The arrival of four thousand prisoners transformed Oakhaven from a bustling town into a sprawling, chaotic metropolis overnight. The carefully planned order of our city threatened to collapse under the sheer weight of the new population. Our wells ran constantly, our food stores were being depleted at an alarming rate, and the sanitation problems of housing so many men in a temporary camp were an immediate and foul-smelling crisis.
Panic began to set in among the original citizens. They were now a minority in their own home, surrounded by the very soldiers who had come to destroy them. Fights broke out. Hoarding began. The social cohesion I had worked so hard to build was fraying at the seams.
I used my new [Civic Governance & Administration] knowledge to tackle the crisis head-on. This was not a problem to be solved with a single project, but with a system.
My first act was to conduct a census, a concept utterly alien to this world. My new 'Administrators'—bright young men and women, including several former prisoners who had shown aptitude—went through the entire population, citizen and prisoner alike, with clay tablets. We documented every person, their former profession, their skills. For the first time, I had a true accounting of my human resources. We had 280 skilled masons, 400 carpenters, 80 blacksmiths, and thousands of strong, healthy laborers.
My second act was to establish a formal bureaucracy. I created 'Ministries'. Kael, the First Herdsman, was appointed Minister of Agriculture, responsible for overseeing our farms and livestock and managing the food supply. Oakhaven's blacksmith, a man named Jor, was made Minister of Public Works, in charge of all new construction. My mother, Elara, with her innate ability to manage people, became our first Minister of Civic Welfare, responsible for housing, healthcare, and the fair distribution of rations. Borin, of course, was my Minister of War. Each was given a staff of administrators to carry out their duties.
My third and most ambitious act was to unveil the plans for 'New Oakhaven'. I gathered the entire population before a massive, smoothed clay tablet on which I had sketched the future of our city.
"Our home is too small!" I declared. "The victory you have won demands a capital worthy of it! We will not live in fear of our new brothers. We will build a city for all of us, together!"
The plan was breathtaking. I laid out a new city grid that would expand Oakhaven to ten times its original size. It included dedicated districts: a craftsman's district for the forges and workshops, a residential district with standardized, multi-family stone housing units, and a civic district that would house the council hall, the public records office, and a new, massive aqueduct system.

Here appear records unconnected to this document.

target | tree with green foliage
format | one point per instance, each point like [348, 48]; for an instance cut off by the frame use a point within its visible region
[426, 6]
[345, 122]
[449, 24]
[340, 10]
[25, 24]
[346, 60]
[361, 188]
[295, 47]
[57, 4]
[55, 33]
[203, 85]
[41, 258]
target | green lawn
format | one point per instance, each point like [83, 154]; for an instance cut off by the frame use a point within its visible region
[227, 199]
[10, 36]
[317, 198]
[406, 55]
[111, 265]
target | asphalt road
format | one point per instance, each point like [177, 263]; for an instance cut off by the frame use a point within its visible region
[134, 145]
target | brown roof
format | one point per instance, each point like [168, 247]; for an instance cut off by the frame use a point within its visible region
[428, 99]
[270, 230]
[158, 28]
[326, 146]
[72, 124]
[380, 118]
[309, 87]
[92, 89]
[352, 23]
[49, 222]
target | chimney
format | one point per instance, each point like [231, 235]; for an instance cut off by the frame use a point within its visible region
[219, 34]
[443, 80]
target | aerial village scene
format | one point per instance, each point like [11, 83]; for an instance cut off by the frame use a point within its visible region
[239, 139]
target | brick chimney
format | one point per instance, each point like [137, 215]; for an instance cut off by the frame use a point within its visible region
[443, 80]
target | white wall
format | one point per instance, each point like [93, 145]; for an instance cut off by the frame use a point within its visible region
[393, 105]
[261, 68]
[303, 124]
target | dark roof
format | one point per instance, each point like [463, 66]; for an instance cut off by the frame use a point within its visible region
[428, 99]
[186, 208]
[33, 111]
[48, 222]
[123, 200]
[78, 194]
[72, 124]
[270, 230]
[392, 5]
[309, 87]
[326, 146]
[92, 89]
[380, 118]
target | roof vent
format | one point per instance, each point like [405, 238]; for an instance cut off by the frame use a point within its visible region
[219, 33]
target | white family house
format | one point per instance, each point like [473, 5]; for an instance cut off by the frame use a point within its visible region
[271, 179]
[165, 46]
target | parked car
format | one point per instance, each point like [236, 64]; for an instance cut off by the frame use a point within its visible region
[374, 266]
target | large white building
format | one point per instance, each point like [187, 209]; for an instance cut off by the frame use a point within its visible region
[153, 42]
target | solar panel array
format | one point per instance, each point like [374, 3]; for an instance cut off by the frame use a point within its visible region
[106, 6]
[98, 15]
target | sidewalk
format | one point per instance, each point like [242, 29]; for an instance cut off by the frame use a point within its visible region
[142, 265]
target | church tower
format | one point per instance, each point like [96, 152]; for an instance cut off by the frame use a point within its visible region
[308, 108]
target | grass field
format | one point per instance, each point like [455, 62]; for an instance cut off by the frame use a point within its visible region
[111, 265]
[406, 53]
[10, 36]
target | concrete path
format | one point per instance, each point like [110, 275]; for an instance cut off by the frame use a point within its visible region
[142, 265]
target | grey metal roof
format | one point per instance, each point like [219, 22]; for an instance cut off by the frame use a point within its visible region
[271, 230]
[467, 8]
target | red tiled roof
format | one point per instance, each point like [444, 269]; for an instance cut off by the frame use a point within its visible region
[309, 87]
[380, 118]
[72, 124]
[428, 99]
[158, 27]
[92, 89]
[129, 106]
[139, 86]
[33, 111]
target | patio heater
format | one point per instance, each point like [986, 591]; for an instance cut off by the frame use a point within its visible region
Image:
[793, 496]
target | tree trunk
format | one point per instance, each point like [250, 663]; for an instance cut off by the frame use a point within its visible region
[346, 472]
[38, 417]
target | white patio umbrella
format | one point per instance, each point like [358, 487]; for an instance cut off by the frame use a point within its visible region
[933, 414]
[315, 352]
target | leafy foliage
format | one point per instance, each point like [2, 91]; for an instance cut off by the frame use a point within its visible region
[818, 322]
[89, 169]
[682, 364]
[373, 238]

The aqueduct was the centerpiece of the plan. Using my advanced engineering knowledge, I designed a system of arched stone channels that would bring fresh water from the spring in the hills, not just to a central well, but to a series of public fountains throughout the city. A parallel channel would serve as a sewer, carrying waste far away from the city to be used as fertilizer on the fields. It was a solution to the sanitation crisis that would simultaneously improve health, increase agricultural output, and stand as a monumental testament to our ingenuity.
The prisoners, organized by their former trades under the command of the new Ministry of Public Works, became the engine of this great expansion. They were given a clear incentive: every block of stone quarried, every yard of canal dug, earned them 'labor credits' that could be exchanged for better rations, better living quarters, and could eventually be put towards earning their citizenship. We were not just using their labor; we were giving them a stake in the city they were building. The work was hard, but it was not slave labor. It was a path to a new life.

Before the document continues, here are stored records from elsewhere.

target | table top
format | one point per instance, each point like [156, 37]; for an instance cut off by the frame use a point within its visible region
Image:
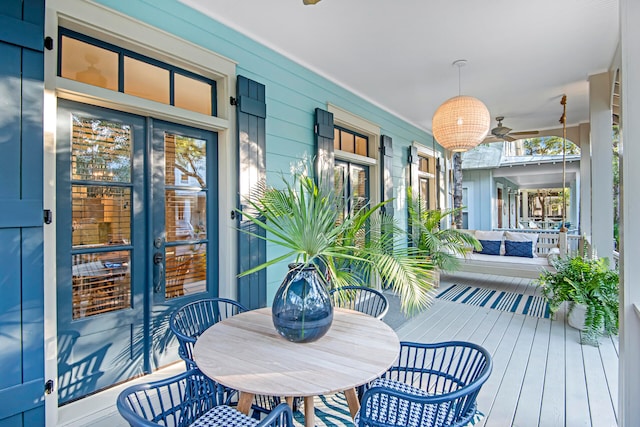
[246, 353]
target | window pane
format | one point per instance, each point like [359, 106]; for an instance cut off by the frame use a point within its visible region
[101, 215]
[186, 270]
[192, 94]
[185, 161]
[100, 150]
[361, 146]
[348, 142]
[185, 215]
[101, 282]
[89, 64]
[146, 80]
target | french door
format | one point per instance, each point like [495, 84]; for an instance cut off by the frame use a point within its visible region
[136, 204]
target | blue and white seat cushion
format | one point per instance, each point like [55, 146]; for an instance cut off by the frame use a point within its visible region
[409, 414]
[225, 416]
[521, 249]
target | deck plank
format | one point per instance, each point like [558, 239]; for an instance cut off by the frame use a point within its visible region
[509, 393]
[597, 388]
[530, 399]
[576, 398]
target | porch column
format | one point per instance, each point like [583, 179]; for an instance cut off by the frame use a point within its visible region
[572, 213]
[601, 170]
[629, 369]
[585, 180]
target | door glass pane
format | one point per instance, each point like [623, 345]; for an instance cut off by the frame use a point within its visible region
[101, 215]
[186, 270]
[101, 198]
[101, 282]
[185, 161]
[185, 215]
[100, 150]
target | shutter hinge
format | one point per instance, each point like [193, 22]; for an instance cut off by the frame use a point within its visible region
[47, 216]
[48, 387]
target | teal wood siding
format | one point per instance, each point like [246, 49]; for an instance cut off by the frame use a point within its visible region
[21, 221]
[294, 92]
[479, 202]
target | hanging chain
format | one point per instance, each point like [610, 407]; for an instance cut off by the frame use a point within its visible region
[563, 120]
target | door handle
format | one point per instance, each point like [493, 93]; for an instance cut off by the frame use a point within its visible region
[158, 259]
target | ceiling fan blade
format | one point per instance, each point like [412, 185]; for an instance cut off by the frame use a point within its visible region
[528, 132]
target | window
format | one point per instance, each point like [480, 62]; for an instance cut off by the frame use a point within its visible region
[91, 61]
[427, 180]
[350, 142]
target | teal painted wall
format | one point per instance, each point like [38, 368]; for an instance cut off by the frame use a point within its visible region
[482, 199]
[292, 91]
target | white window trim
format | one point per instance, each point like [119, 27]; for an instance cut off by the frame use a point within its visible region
[107, 25]
[348, 120]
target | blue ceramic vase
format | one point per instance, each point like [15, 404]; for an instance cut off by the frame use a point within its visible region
[302, 310]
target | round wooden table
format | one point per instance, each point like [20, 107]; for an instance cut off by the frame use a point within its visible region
[246, 353]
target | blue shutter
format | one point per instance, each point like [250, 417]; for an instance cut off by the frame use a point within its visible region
[21, 221]
[252, 251]
[386, 169]
[325, 157]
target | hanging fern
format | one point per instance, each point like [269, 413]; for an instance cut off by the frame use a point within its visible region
[589, 282]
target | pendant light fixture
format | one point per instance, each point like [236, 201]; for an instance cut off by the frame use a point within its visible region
[462, 122]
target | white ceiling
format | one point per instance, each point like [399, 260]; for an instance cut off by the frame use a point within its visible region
[523, 55]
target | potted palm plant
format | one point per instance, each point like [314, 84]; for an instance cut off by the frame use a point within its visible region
[443, 246]
[356, 248]
[591, 289]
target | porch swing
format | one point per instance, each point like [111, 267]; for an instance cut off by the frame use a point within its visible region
[545, 246]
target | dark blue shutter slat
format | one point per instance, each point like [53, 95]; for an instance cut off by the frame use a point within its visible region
[21, 220]
[413, 169]
[386, 147]
[252, 251]
[325, 156]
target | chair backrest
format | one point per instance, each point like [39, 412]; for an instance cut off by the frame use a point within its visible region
[361, 298]
[176, 401]
[444, 378]
[192, 319]
[182, 399]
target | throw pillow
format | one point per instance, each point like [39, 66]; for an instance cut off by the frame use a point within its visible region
[490, 247]
[521, 249]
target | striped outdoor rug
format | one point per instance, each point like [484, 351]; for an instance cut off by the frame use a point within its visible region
[331, 411]
[498, 300]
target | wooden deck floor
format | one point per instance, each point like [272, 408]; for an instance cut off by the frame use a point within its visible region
[542, 375]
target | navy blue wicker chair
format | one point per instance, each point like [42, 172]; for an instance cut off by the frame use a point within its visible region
[361, 298]
[431, 385]
[189, 399]
[192, 319]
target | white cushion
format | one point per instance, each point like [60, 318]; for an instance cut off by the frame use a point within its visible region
[523, 237]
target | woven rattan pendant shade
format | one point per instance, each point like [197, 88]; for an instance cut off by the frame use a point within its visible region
[461, 123]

The transformation was astonishing. The chaotic, sprawling camp outside the walls was methodically replaced by neat rows of new stone barracks. The sounds of construction filled the air from dawn until dusk. The first arches of the great aqueduct began to rise from the desert floor. The prisoners, once a sullen and resentful mass, now worked with a grim but growing purpose. They were not just building a city for their captors; they were building their own future homes.
The friction between the old citizens and the new began to ease, replaced by a shared sense of purpose. The sight of the new city rising from the dust, a city grander than anything they had ever imagined, united them. They were all citizens of Oakhaven now, defined not by where they came from, but by what they were building together.